More of the promises made to Penn State hockey’s pioneers will come to fruition this weekend.
The second-year men’s program will play its first conference home game on Sunday against college hockey’s No. 1 team.
Upsetting the top-ranked Gophers would be nice, although this weekend is also about realizing that everything the players and coaches gave up to be part of something new was worth it.
“That encompasses it,” Penn State coach Guy Gadowsky said. “You’ve got the No. 1 team in the country coming to town for our first league game ever. That’s what this is all about. Everybody here did what they did [and came to Penn State] for the opportunity to play the top teams in the nation, and that’s exactly what we have this weekend.”
The university added men’s Division I hockey in 2012-2013, giving the Big Ten the sixth member it needed to begin sponsoring a hockey conference this season.
The Gophers, on the other hand, have been college hockey’s standard for decades. They have experienced nearly everything the sport has to offer, which is why this weekend will also be special for the Gophers.
Gaining a new opponent means visiting a new campus and a new shiny arena.
Pegula Ice Arena debuted earlier this season and set a new standard for college hockey facilities. The state-of-the-art 5,782-seat venue has impressed every visitor, and the Gophers should have the same reaction.
“All I know is that [Penn State] is new [to hockey] and they have a really nice rink,” Gophers forward Travis Boyd said. “So I’m actually really looking forward to getting out there and playing on it.”
Gophers defenseman Brady Skjei has already nicknamed Pegula the “new barn.” It’s much more than that, though.
The $90 million project features two NHL-sized rinks (one open to the community), team lounges and dry changing rooms, a strength and conditioning center, a shooting gallery, suites, loge boxes and club seats, state-of-the-art television and radio broadcasting facilities, a press box and media center, a high-definition video board and ribbon board, and much more.
The arena is named after its donors, Terry and Kim Pegula, who gave a record total of $102 million for Penn State to start a Division I hockey program.
“Obviously they had a lot of money to work with from the tremendous donation of Mr. Pegula, and from everything I’ve heard, they built a top-notch facility,” Gophers coach Don Lucia said. “It’s like anything, the latest is always usually the best.”
Lucia is excited about more than just the new arena, though. The national brand of Penn State will undoubtedly improve college hockey in the long run, he said.
It may take several years to start to see the effects. The Nittany Lions are still in the start-up phase and have won just four games this season. Their schedule is full of ranked opponents, which is what Gadowsky wants. He’s not naive about how long and what it takes to build a top program.
“We’re optimistic of what we have to sell as a program and look forward to someday being right along with the top programs in the nation,” said Gadowsky, who left behind a much-improved Princeton program after seven seasons as head coach.

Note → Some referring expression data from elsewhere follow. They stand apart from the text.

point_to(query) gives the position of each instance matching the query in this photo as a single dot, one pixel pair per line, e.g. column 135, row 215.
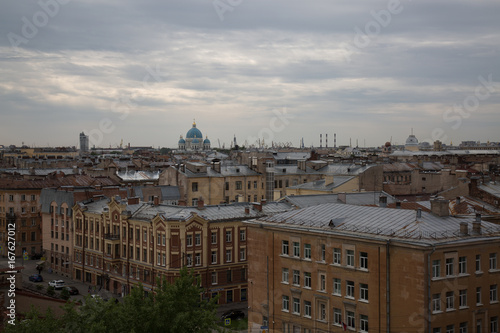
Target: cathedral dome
column 194, row 133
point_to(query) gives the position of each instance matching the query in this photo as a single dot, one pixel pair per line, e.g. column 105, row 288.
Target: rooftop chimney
column 382, row 201
column 440, row 206
column 476, row 225
column 133, row 200
column 464, row 229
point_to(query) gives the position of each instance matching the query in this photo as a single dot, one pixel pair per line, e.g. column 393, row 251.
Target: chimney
column 464, row 230
column 476, row 225
column 133, row 200
column 201, row 203
column 440, row 206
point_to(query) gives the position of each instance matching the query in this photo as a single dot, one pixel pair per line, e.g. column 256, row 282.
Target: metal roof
column 378, row 222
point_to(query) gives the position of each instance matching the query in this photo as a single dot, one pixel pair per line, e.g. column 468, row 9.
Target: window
column 350, row 289
column 494, row 324
column 350, row 320
column 336, row 256
column 284, row 275
column 337, row 316
column 493, row 261
column 350, row 258
column 363, row 260
column 284, row 247
column 436, row 268
column 296, row 306
column 243, row 254
column 363, row 292
column 307, row 279
column 296, row 277
column 436, row 302
column 462, row 265
column 296, row 249
column 322, row 311
column 493, row 293
column 363, row 323
column 307, row 309
column 449, row 266
column 214, row 257
column 337, row 287
column 307, row 251
column 322, row 282
column 462, row 298
column 450, row 300
column 285, row 303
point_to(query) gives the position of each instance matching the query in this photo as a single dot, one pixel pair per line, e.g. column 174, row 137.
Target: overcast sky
column 280, row 70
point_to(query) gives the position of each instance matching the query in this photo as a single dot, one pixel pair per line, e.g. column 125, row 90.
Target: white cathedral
column 194, row 140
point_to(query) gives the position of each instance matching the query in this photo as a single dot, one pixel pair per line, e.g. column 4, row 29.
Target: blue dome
column 194, row 133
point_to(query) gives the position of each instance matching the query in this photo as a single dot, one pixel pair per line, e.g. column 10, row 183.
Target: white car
column 57, row 284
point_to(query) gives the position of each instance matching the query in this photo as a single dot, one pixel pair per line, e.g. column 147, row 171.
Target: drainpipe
column 429, row 311
column 388, row 290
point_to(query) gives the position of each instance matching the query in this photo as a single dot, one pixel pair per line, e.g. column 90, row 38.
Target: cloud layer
column 366, row 71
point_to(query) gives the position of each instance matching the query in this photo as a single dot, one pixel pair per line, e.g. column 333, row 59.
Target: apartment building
column 336, row 267
column 119, row 243
column 215, row 183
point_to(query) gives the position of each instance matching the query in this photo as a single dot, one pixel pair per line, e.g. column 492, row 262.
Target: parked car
column 233, row 314
column 57, row 284
column 72, row 290
column 36, row 278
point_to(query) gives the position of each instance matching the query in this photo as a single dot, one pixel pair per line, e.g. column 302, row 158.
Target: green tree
column 173, row 307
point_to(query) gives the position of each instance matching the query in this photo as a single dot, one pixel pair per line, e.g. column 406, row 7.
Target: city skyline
column 281, row 71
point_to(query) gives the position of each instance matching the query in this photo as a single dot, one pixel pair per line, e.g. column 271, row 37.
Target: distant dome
column 411, row 141
column 194, row 133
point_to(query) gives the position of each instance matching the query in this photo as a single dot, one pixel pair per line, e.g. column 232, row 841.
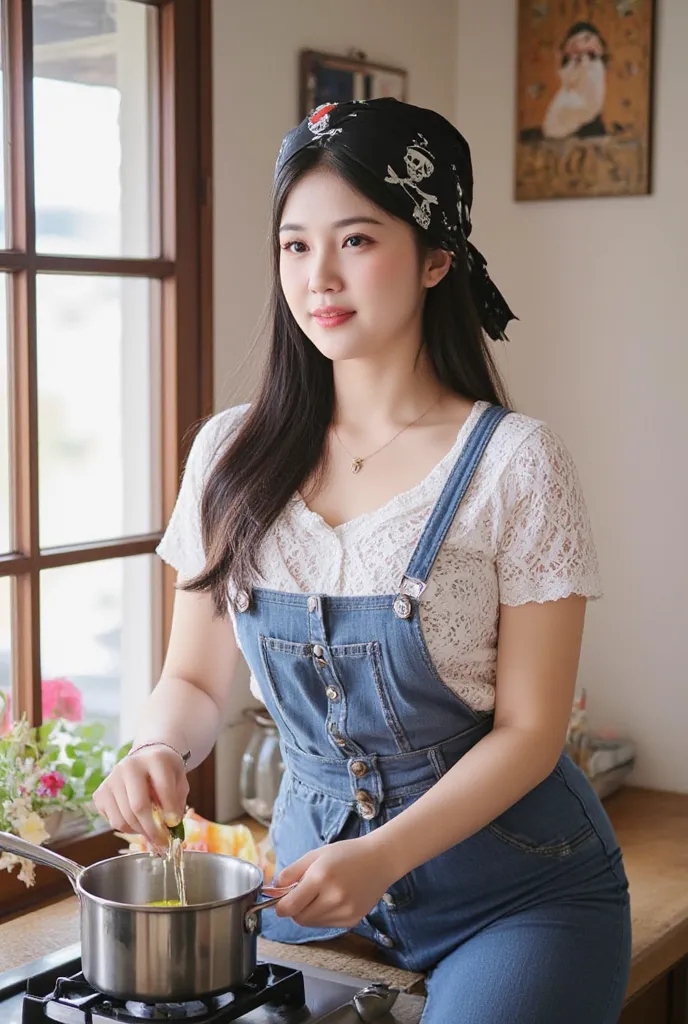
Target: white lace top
column 521, row 534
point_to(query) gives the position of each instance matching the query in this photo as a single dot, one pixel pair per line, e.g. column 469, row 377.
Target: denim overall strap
column 436, row 528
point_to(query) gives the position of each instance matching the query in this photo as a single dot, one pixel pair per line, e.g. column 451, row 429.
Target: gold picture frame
column 585, row 96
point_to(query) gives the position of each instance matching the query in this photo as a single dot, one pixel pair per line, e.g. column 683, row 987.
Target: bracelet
column 161, row 742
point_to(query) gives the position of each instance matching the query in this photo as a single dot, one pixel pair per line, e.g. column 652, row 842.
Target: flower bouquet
column 45, row 773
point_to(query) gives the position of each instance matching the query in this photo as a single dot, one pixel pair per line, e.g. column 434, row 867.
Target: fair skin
column 371, row 269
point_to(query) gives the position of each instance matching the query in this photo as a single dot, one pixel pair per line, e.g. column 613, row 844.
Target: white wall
column 255, row 95
column 601, row 352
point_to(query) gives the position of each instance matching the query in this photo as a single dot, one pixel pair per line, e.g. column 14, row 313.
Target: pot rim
column 142, row 907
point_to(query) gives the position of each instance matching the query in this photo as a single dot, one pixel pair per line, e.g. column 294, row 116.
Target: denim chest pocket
column 549, row 821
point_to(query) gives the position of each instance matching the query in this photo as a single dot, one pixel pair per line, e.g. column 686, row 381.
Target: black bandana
column 427, row 165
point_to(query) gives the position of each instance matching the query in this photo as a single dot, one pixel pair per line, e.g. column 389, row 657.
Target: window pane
column 95, row 127
column 98, row 395
column 97, row 624
column 5, row 655
column 5, row 543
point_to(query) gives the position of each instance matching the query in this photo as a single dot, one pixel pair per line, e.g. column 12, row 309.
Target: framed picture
column 585, row 98
column 329, row 79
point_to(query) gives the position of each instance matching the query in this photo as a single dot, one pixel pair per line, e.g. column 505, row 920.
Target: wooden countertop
column 652, row 828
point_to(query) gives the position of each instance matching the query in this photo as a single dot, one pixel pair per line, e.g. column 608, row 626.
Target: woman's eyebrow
column 338, row 223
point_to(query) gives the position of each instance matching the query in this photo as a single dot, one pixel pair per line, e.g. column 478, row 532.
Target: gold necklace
column 357, row 461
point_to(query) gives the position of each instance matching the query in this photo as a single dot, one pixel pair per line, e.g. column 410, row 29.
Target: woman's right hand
column 154, row 776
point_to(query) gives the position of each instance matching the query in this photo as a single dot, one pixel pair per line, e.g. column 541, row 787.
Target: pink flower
column 61, row 699
column 50, row 783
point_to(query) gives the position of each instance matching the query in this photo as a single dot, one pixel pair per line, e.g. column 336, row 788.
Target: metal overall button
column 318, row 651
column 366, row 805
column 336, row 734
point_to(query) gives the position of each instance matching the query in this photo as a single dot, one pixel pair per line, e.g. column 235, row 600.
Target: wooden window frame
column 184, row 272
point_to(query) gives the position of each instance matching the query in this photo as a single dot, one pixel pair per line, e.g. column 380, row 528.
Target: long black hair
column 282, row 440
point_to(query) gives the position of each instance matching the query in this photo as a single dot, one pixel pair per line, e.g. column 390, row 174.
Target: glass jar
column 262, row 767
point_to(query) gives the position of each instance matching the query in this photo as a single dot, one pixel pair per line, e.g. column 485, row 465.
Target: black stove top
column 53, row 989
column 65, row 995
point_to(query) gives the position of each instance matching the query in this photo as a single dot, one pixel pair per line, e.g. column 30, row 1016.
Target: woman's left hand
column 338, row 885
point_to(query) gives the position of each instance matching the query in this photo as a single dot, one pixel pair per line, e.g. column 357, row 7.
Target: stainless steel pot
column 163, row 954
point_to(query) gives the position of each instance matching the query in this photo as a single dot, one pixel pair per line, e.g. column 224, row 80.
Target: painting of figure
column 585, row 98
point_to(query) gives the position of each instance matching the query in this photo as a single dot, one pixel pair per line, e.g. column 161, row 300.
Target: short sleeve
column 181, row 545
column 546, row 549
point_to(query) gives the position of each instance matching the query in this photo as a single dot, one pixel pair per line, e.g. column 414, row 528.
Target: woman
column 406, row 563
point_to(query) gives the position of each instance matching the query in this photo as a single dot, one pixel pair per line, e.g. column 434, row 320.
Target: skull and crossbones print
column 420, row 165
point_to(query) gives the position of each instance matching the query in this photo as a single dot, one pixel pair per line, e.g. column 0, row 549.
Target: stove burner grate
column 72, row 1000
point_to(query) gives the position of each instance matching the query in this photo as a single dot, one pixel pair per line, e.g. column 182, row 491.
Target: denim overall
column 367, row 727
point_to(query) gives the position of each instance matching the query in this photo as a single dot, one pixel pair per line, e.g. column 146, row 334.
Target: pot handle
column 274, row 894
column 41, row 855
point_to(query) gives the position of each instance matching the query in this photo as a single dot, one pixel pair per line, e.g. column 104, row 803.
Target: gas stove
column 53, row 989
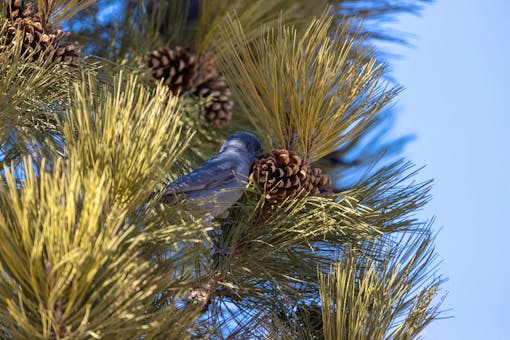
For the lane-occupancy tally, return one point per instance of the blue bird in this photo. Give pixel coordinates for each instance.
(219, 182)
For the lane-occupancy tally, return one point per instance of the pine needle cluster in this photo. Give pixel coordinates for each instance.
(90, 251)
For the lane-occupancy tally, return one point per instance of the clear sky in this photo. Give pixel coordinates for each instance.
(457, 80)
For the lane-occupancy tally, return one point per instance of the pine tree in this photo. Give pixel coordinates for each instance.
(95, 122)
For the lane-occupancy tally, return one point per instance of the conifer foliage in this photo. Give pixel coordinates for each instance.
(88, 141)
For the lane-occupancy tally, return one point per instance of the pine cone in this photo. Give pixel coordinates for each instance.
(176, 67)
(282, 175)
(47, 40)
(217, 111)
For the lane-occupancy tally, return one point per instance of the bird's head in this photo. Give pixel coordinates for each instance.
(245, 142)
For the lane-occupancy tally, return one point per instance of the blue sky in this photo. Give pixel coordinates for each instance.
(457, 80)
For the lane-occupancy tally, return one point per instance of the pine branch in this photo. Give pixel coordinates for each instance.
(393, 297)
(321, 90)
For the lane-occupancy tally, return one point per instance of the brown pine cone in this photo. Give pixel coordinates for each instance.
(281, 175)
(176, 67)
(217, 111)
(46, 40)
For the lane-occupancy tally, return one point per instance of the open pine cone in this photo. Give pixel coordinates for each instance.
(217, 111)
(177, 67)
(282, 175)
(47, 40)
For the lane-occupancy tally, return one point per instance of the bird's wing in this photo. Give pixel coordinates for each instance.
(215, 173)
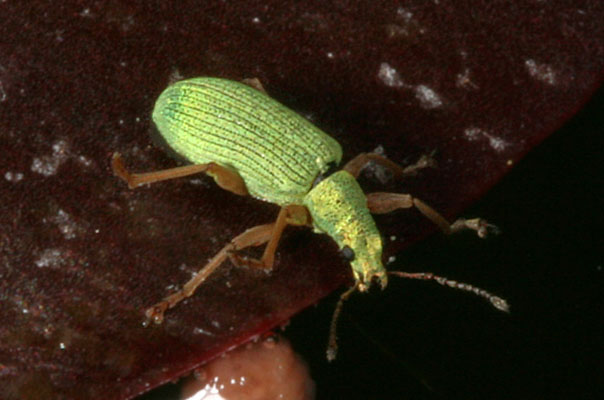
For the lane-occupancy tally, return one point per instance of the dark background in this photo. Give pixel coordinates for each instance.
(481, 84)
(418, 340)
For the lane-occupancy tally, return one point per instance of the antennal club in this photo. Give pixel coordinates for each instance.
(332, 344)
(496, 301)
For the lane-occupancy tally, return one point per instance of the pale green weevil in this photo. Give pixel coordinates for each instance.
(252, 145)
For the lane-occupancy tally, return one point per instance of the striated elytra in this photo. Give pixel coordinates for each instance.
(253, 145)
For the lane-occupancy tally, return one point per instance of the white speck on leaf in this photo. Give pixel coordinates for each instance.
(390, 76)
(427, 97)
(49, 258)
(542, 72)
(13, 176)
(473, 134)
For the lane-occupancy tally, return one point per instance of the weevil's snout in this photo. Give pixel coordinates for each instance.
(367, 279)
(367, 264)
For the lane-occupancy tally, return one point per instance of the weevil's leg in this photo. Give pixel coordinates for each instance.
(382, 203)
(255, 83)
(288, 215)
(224, 177)
(356, 165)
(255, 236)
(332, 344)
(496, 301)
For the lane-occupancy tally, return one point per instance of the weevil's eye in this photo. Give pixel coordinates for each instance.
(347, 253)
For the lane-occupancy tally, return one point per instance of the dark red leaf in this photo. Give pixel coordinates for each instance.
(478, 83)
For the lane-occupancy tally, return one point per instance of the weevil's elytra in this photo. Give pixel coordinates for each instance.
(251, 144)
(277, 152)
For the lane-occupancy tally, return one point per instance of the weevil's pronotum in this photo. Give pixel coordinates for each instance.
(252, 145)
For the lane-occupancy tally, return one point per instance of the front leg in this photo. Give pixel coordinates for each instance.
(224, 177)
(357, 164)
(383, 203)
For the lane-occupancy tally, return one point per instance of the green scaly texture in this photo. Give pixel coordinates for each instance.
(277, 152)
(338, 208)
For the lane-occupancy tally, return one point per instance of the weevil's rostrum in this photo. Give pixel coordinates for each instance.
(251, 144)
(277, 152)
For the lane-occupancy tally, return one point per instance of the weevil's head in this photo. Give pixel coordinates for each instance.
(338, 208)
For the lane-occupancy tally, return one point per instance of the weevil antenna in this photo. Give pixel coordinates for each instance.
(332, 344)
(496, 301)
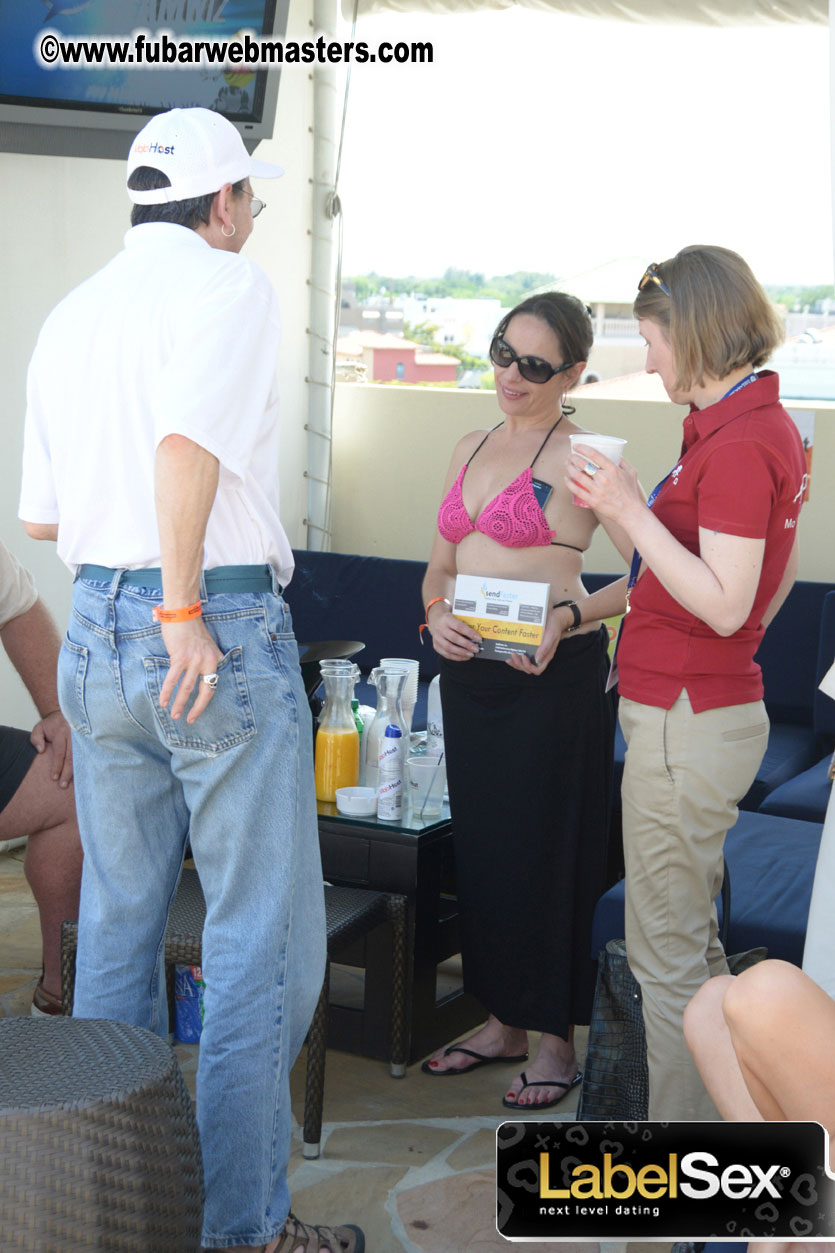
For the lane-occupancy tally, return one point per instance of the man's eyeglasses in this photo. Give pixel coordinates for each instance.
(535, 370)
(652, 276)
(256, 206)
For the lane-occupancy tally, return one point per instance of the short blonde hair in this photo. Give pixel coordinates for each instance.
(716, 317)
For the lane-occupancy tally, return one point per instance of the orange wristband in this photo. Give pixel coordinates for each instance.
(425, 623)
(177, 615)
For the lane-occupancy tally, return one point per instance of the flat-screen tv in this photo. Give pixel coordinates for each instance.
(94, 110)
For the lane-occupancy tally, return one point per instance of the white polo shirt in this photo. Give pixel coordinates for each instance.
(16, 588)
(171, 337)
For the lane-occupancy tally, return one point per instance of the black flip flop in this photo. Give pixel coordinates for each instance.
(480, 1060)
(542, 1083)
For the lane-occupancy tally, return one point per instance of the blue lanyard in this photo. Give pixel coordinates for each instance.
(744, 382)
(636, 555)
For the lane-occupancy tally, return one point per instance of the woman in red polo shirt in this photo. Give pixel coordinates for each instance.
(717, 556)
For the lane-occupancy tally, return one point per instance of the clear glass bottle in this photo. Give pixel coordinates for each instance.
(337, 741)
(389, 684)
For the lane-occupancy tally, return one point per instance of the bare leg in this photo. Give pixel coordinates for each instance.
(554, 1060)
(53, 865)
(708, 1039)
(494, 1040)
(789, 1076)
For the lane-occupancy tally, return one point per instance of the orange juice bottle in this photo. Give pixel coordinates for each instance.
(337, 759)
(337, 742)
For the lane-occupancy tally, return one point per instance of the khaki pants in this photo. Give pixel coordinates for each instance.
(685, 773)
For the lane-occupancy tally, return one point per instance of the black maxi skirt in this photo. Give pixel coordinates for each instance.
(529, 768)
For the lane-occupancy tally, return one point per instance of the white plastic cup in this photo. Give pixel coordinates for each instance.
(426, 777)
(609, 445)
(409, 696)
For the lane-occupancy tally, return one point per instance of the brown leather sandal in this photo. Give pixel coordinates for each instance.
(320, 1239)
(45, 1004)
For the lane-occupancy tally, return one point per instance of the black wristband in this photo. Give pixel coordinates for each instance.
(576, 613)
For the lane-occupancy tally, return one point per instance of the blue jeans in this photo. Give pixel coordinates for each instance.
(240, 785)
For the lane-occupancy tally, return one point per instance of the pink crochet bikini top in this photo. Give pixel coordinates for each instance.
(512, 519)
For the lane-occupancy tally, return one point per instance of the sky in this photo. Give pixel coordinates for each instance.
(554, 143)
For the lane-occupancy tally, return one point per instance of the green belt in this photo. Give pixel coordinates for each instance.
(222, 578)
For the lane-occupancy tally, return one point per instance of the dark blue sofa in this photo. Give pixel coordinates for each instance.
(374, 599)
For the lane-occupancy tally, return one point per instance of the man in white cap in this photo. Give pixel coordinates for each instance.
(152, 455)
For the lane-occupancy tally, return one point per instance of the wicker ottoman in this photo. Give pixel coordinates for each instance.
(98, 1140)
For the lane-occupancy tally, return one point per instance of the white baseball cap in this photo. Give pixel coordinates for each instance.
(198, 150)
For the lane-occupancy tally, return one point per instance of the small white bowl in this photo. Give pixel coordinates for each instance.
(360, 802)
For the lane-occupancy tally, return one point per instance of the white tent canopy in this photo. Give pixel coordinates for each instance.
(711, 13)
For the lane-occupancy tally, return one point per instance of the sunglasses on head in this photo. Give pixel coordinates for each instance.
(652, 276)
(535, 370)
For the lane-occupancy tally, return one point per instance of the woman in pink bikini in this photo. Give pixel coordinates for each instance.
(528, 741)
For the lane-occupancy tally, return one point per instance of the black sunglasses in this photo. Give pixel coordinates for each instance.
(533, 369)
(652, 276)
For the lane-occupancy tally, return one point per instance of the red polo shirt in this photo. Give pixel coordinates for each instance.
(742, 471)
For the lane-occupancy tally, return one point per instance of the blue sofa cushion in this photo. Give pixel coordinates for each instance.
(378, 600)
(791, 749)
(824, 706)
(771, 863)
(801, 797)
(337, 595)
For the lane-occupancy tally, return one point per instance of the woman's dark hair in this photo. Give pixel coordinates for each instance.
(181, 213)
(566, 315)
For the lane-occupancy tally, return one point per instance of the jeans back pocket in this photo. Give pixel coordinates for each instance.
(72, 679)
(228, 718)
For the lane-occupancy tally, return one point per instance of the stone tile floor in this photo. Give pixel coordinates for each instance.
(411, 1160)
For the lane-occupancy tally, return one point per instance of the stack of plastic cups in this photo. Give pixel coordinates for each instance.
(409, 698)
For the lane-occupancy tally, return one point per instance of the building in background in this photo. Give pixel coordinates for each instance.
(391, 358)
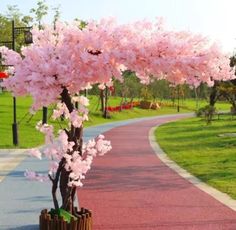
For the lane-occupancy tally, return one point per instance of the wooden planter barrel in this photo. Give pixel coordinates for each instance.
(83, 222)
(145, 104)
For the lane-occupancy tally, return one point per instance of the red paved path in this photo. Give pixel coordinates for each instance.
(130, 188)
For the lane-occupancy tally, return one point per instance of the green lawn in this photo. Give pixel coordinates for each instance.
(199, 149)
(30, 137)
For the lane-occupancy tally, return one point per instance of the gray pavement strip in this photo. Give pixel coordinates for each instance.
(22, 200)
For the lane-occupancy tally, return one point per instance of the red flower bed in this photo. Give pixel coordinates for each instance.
(124, 106)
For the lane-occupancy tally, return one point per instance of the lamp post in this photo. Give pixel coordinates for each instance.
(11, 45)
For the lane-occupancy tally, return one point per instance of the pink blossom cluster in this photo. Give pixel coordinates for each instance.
(70, 57)
(77, 165)
(62, 148)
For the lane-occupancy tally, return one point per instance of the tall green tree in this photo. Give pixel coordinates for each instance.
(40, 11)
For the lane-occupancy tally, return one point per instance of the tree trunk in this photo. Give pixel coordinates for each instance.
(62, 176)
(213, 95)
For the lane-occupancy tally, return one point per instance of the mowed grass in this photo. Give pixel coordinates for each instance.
(30, 137)
(199, 149)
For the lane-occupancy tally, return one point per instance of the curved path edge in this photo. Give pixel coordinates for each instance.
(220, 196)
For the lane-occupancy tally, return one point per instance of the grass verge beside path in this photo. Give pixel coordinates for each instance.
(29, 137)
(200, 150)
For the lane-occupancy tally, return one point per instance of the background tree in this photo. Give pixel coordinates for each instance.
(40, 11)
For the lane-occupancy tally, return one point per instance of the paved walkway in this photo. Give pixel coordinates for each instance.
(129, 188)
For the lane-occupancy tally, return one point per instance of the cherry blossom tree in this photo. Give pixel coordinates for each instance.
(66, 59)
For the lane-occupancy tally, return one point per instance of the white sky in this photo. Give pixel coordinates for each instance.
(215, 18)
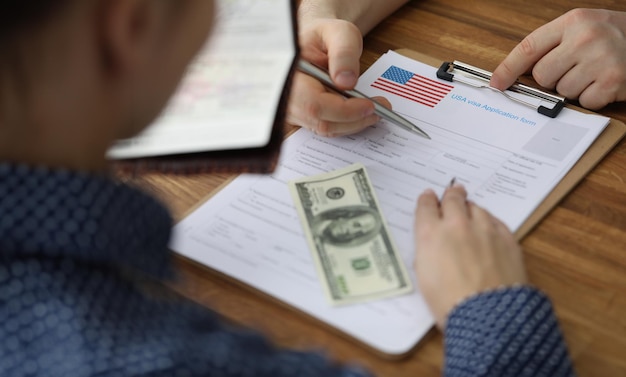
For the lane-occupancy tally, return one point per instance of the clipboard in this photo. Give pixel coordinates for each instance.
(254, 145)
(612, 134)
(603, 144)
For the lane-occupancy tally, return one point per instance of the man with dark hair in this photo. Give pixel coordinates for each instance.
(77, 248)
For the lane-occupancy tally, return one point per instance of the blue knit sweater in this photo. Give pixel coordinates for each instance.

Transfers make up a chunk of Penn State’s roster. Minnesotans Eric Scheid (Alaska Anchorage), Nate Jensen (Mercyhurst) and Max Gardiner (Gophers) left behind their original college teams for a chance to help build something new in State College. All three have become integral parts of the system.
Scheid leads the Nittany Lions in points this season. Jensen is a captain and leader on the blue line. Gardiner is battling injuries but led the team in assists last season.
“We’re a program trying to develop fans into true hockey fans. And as far as the rink goes, it’s right up there with any arena,” including Mariucci, Scheid said. “The goal this weekend is to go in and make a statement and show we’re not just a joke. [Penn State hockey] is here to play.”